Smith Myers showcased ARTEMIS, a mobile phone detection and location system designed specifically for airborne search and rescue (SAR) and disaster relief, at a helicopter trade show in Dallas. The company, founded 35 years ago in the United Kingdom, also designed and developed software-defined radio and cellular protocol stacks designed specifically for the SAR role. According to the company, ARTEMIS turns any mobile phone into a rescue beacon, only requiring two antennas to generate a latitude/longitude fix at up to 19 nautical miles (35km), offering an alternative to traditional airborne sensors.
ARTEMIS’s features include:
- texting and calls in no service areas
- possible automatic cueing of electro-optical/infra-red (EO/IR)
- deployment as a stand-alone with embedded mapping or integration with mission system providers
- making missions in low light / instrument meteorological conditions (IMC) safer and more successful and
- availability in several SWaP configurations for manned/unmanned platforms.

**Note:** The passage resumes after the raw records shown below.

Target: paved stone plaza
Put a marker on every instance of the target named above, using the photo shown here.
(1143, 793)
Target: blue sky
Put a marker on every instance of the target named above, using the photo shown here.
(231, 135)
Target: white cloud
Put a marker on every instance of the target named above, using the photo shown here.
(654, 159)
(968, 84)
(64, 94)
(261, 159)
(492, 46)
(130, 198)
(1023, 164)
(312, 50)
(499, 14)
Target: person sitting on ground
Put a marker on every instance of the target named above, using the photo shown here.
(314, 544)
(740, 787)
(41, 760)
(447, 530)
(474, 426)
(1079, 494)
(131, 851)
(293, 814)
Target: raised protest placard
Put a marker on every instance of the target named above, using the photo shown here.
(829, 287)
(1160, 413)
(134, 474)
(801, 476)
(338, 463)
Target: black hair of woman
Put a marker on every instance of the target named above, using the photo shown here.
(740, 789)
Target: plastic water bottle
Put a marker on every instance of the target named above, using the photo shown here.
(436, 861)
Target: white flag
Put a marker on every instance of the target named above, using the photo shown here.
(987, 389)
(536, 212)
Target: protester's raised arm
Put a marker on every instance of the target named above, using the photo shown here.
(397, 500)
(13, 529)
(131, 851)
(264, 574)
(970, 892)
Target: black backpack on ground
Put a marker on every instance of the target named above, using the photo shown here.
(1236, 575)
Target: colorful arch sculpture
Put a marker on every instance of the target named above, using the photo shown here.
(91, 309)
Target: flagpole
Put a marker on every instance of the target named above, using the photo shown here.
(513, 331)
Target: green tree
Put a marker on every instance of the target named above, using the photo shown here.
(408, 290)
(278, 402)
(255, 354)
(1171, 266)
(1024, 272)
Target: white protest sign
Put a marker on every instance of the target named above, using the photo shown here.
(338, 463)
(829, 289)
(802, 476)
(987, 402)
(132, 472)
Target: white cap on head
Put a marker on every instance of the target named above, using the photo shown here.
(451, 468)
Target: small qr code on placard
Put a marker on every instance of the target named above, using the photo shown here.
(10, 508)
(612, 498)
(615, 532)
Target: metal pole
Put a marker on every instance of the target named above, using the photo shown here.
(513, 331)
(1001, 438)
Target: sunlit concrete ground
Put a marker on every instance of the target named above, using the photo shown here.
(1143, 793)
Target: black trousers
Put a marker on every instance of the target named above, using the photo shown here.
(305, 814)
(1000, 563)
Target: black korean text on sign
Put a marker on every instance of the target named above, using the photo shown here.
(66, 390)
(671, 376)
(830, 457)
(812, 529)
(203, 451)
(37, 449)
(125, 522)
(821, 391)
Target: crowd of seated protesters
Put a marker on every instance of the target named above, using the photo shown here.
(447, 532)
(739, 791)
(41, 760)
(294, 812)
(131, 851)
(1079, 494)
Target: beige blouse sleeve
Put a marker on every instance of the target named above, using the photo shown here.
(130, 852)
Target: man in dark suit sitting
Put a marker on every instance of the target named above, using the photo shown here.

Smith Myers announced in February that ARTEMIS has been integrated into the new Robotics Centre Echo SAR payload for small unmanned aerial systems (UAS) built by Teledyne FLIR Defense.
ARTEMIS airborne capabilities are available for use on manned rotary and fixed-wing platforms and drones with large and small payloads. It has already been in service with the AW101 Norwegian all-weather SAR helicopter and can be deployed across payload categories down to a small quad-rotor UAV.